La orden
Le dije que se fuera, que me dejara aquí, que no tenía miedo, qué es eso a la edad y la vida mías, que suficientes hambre y penalidades he pasado como para que las bombas me asusten ahora, para mí esta guerra es la de siempre, la que he conocido desde que era pequeña solo que con otros indeseables que las ordenan y que mandan a morir a gente como mi nieto como antes lo hicieron con otros jóvenes igual de idealistas, de obedientes, de ciegos. 'Vete, vete', eso fue lo que le aconsejé yo a Josef en cuanto empezó a querer convencerme de que su lugar estaba no la fábrica de neumáticos de nuestra ciudad sino en la defensa de Kiev, como si yo estuviera en contra, él pensaba que yo me iba a resistir, que iba a tratar de retenerlo, pero no, no fue eso lo que hice, porque yo también he sido joven y he sentido en mi piel la rebeldía, el valor, la excitación que produce tener un enemigo y saber que está equivocado y que es ruin y cruel, y querer derrotarlo y enviarlo de vuelta a su casa con la cabeza baja.

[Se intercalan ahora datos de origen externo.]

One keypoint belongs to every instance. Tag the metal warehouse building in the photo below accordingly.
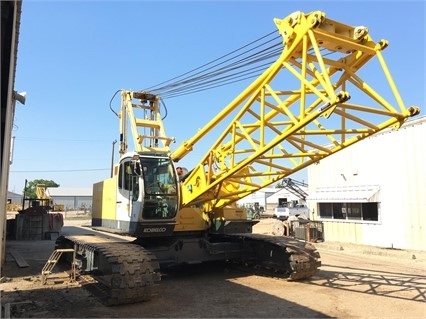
(374, 192)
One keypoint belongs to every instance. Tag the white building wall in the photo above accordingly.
(394, 160)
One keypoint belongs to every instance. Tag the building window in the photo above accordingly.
(349, 211)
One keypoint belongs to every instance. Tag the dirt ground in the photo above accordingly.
(353, 282)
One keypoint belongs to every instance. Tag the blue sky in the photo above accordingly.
(73, 56)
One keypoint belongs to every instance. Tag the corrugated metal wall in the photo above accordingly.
(394, 160)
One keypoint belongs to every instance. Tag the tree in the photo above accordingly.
(30, 190)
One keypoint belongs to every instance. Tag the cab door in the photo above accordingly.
(128, 195)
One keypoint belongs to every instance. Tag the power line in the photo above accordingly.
(247, 62)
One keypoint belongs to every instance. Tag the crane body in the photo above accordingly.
(294, 114)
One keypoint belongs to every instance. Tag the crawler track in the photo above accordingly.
(125, 273)
(292, 258)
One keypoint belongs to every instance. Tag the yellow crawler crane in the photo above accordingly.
(309, 104)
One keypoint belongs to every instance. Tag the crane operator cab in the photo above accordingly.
(147, 194)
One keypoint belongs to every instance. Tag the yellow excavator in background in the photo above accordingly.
(297, 112)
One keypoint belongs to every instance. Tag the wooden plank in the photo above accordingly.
(20, 261)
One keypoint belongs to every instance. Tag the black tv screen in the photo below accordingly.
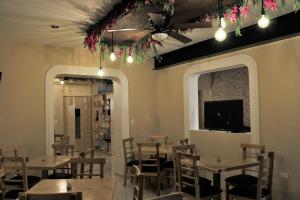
(224, 115)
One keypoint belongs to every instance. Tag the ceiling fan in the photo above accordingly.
(160, 27)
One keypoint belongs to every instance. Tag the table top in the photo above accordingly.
(92, 189)
(47, 162)
(218, 165)
(163, 149)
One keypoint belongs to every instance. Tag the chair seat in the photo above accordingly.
(133, 162)
(31, 180)
(169, 164)
(205, 190)
(242, 180)
(248, 192)
(12, 194)
(60, 176)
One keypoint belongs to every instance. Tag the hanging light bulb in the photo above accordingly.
(100, 72)
(223, 23)
(263, 21)
(130, 59)
(220, 34)
(112, 54)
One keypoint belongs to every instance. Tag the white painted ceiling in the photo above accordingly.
(28, 21)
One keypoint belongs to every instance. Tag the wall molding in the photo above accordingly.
(190, 91)
(120, 109)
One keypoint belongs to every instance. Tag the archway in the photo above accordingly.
(120, 124)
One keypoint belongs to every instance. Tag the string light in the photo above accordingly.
(263, 21)
(112, 54)
(220, 34)
(100, 71)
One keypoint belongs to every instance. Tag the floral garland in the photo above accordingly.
(233, 12)
(95, 30)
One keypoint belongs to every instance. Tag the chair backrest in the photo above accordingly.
(128, 149)
(251, 151)
(138, 184)
(188, 172)
(63, 149)
(56, 196)
(75, 162)
(159, 138)
(14, 166)
(173, 196)
(184, 141)
(61, 139)
(89, 153)
(265, 173)
(149, 159)
(184, 149)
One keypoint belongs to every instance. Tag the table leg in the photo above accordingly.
(44, 174)
(217, 180)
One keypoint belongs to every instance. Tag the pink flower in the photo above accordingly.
(225, 15)
(234, 14)
(245, 11)
(271, 5)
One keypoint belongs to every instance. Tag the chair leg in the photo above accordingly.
(227, 190)
(158, 185)
(125, 175)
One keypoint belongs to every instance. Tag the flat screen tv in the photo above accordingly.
(224, 115)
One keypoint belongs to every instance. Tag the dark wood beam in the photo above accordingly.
(280, 28)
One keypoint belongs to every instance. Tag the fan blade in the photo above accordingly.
(122, 29)
(192, 25)
(157, 19)
(179, 37)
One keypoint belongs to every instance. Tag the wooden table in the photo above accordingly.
(163, 149)
(92, 189)
(219, 165)
(46, 163)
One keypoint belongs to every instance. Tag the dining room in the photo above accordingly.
(149, 100)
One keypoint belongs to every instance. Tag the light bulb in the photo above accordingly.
(112, 56)
(220, 34)
(223, 23)
(100, 72)
(130, 59)
(263, 21)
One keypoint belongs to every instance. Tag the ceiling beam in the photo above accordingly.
(280, 28)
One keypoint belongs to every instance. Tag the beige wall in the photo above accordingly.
(279, 96)
(22, 92)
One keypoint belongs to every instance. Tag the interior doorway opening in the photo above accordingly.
(119, 111)
(82, 112)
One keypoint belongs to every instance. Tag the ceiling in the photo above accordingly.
(29, 21)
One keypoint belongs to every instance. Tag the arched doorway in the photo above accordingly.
(120, 124)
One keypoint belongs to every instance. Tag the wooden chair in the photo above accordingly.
(263, 189)
(61, 139)
(250, 151)
(75, 162)
(13, 166)
(15, 152)
(153, 166)
(184, 141)
(159, 138)
(138, 184)
(189, 182)
(173, 196)
(129, 158)
(62, 150)
(57, 196)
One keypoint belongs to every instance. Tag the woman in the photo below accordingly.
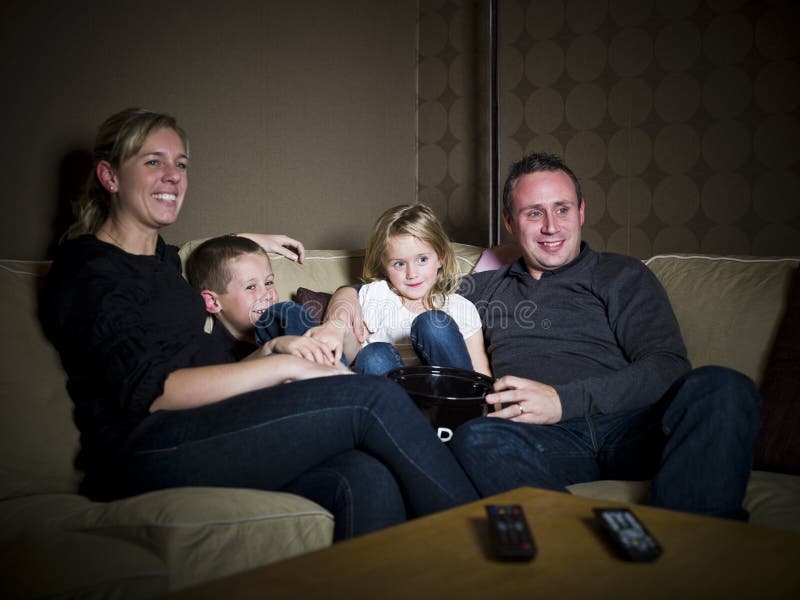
(160, 404)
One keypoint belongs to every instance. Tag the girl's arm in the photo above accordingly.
(196, 386)
(477, 352)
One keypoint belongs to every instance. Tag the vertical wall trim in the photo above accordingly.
(494, 150)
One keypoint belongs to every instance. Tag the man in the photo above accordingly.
(592, 371)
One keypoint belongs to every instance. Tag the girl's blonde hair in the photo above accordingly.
(120, 137)
(419, 221)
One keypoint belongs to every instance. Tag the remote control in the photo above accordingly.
(509, 533)
(630, 537)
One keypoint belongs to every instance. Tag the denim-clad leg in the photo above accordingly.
(377, 358)
(283, 318)
(711, 424)
(267, 438)
(697, 443)
(437, 340)
(360, 492)
(499, 455)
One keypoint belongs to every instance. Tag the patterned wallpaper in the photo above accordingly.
(681, 117)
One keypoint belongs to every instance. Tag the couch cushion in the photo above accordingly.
(66, 564)
(778, 445)
(38, 440)
(728, 308)
(204, 533)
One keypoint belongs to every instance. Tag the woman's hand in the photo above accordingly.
(278, 244)
(308, 348)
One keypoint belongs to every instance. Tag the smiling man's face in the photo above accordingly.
(546, 219)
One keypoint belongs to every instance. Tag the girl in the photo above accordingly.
(410, 307)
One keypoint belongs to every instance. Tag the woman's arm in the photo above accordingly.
(477, 352)
(279, 244)
(197, 386)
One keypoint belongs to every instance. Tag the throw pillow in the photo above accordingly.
(778, 445)
(314, 302)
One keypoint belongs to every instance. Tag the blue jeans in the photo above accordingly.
(358, 489)
(696, 443)
(300, 436)
(435, 338)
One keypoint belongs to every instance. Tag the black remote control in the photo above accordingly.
(509, 533)
(630, 537)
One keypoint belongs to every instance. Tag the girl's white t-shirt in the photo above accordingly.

Josef llenó su mochila de mermelada, de panecillos, de embutidos, de calcetines gordos y de camisetas térmicas y me preguntó cómo iba a sobrevivir yo sola aquí en este bloque de viviendas tan impersonales, tan grises, tan soviéticas en las que las que apenas quedan vecinos porque han ido huyendo, yo que no puedo levantarme de la silla de ruedas, que tardo una hora en sentarme en la taza del váter, yo que no soy capaz de ir a hacer la compra ni de atender un recado, de abrir la puerta si llama alguien. Con tal de cuidarme, Josef dudó, quiso por un momento quedarse a mi lado, olvidar su deber de combatir contra el invasor, contra esta barbarie y esta sinrazón que a mí me sumergen de nuevo en las pesadillas de las que hablaban y que sufrieron mi abuelo y mi padre y con ellos su prole de la que formo parte. Pero me negué. 'A mis ochenta años', le insistí a Josef, 'yo ya he vivido lo necesario para comprender que el servicio a la patria más elevado puede consistir en permanecer en casa, en quedarse quieto y callado y en dejar que los demás, los que son aún vigorosos, fuertes y atrevidos, hagan lo que tienen que hacer, que fue lo que hizo mi padre cuando mi madre estaba recién embarazada de mí: coger el expreso que lo iba a llevar a las lindes del mismísimo infierno y desde allí esperar su barcaza para cruzar el río hasta la línea del frente donde a lossoldados le entregaban un fusil por cada binomio de combate porque los mandos sabían que uno de ellos, o la pareja misma, iba a caer bajo el fuego enemigo a los pocos cientos de metros y antes de llegar a las trincheras cavadas en las primeras factorías sitiadas'.
'Abuela, creo que mi deber ahora es estar contigo, no tienes a nadie', recapacitó el chico cuando ya tenía el macuto hecho, y yo le dije, muy seria, que me siguiera de inmediato al arcón de mi habitación al ritmo que marcaba mi silla de ruedas, y le pedí que lo abriera. 'Ves esto, es el uniforme que tu bisabuelo llevó en la batalla de Stalingrado, de la que salió vivo', le miré fijamente a los ojos. 'Él no se habría quedado cuidando a su abuela moribunda cuando hay tanto que hacer ahí afuera', añadí. 'Así que vete. Ya. Es una orden'.